SEBI has banned all mutual Funds from Selling options. The takeaways of the circulars are
a) Any Asset Management Companies (AMC) or Mutual Funds cannot sell Options.
b) They cannot take positions more than its Net Assets even by buying options
c) Position taken in Derivatives segments, if hedge will lead to computation of Exposure for both sides (Eg. If a Fund is long on Futures and long on its put, both would be taken as different positions and not a hedging position
d) It expects AMC to give detailed six monthly reports on outstanding position held in derivatives position
SEBI came out with the order without taking any feedback from the Industry.

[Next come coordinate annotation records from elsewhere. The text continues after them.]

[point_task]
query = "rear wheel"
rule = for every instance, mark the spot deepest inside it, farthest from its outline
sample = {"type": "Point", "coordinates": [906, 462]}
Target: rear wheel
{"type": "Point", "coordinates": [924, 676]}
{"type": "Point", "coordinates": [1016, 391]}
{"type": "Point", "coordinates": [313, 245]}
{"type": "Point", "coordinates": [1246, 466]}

There are several repercussions of the above order.
a) SEBI has bought these order as part of Risk Management of Mutual funds, but denying the opportunity to sell options completely is very harsh, there could have been limits, checks and additional margins to check excessive positions.
b) The mandate of Mutual funds are Optimisation, The tools for optimisation, Leverage and Hedging is Derivatives. These tools are there in the market but unfortunately these tools are denied to specific class of Professionals thus denying opportunity to big class of investors who have kept their money in mutual funds and faith in the Professionalism of Fund Managers.
c) We all agree that trading in options needs Professional skill and Institutional players knows the Risks involved in taking positions in options(There is unlimited loss in writing options) , whereas Individual players trading in options are more likely to have lesser or no knowledge of option trading . But still SEBI has deprived Mutual funds who are professionals. Individuals are allowed to trade in options after signing RDD (Risk Disclosure Documents) which says they are aware of risks of trading in derivatives.
d) The major players in option markets are Prop Desk, Mutual Funds and FII. (Insurance companies cannot trade). They provide liquidity and helps in price discovery process. With Mutual funds withdrawing from selling options , FII would be in full charge of option positions (As Prop Desk are more involved in Delta Hedging and Arbitrage trade, also they have much lesser financial might compared to FII ) . It may also reduce liquidity in market in short run.
e) This ruling will be advantageous to FII, as they will be able to capture the market vacated by mutual funds, and they have natural advantage of taking positions and Hedging in overseas market (SGX, CME).
f) Instead of bringing in complete ban SEBI should have come out with the names of mutual funds, whom they felt is taking risky bets by writing options and could have let the Investors in mutual funds decide about the risk.
g) SEBI is expecting Mutual funds to declare all their open position in their six monthly report as a measure of transparency, which in turn is also a threat to disclosing their open positions to the market, which can be disadvantageous and disastrous.
i) The points 7(d) and 9 are contradictory and needs clarity. 7(d) say you cannot hedge more quantity in underlying for position in Derivatives market and point 9 says excess quantity of position in derivatives market compared to cash market should be calculated for computation of Exposure. ( What about Delta hedge and Beta Hedge where the quantities would vary)
This order is definitely against the Industry on the whole, Mutual funds are perceived to be professionals and SEBI wants to define them Rash and incapable. (Then should the Investors ever put money in mutual funds ? ), it is only paving way for bigger market share of FII and last but not the least it is a blow to investors of mutual funds and they are denied opportunity to optimise their returns on investments.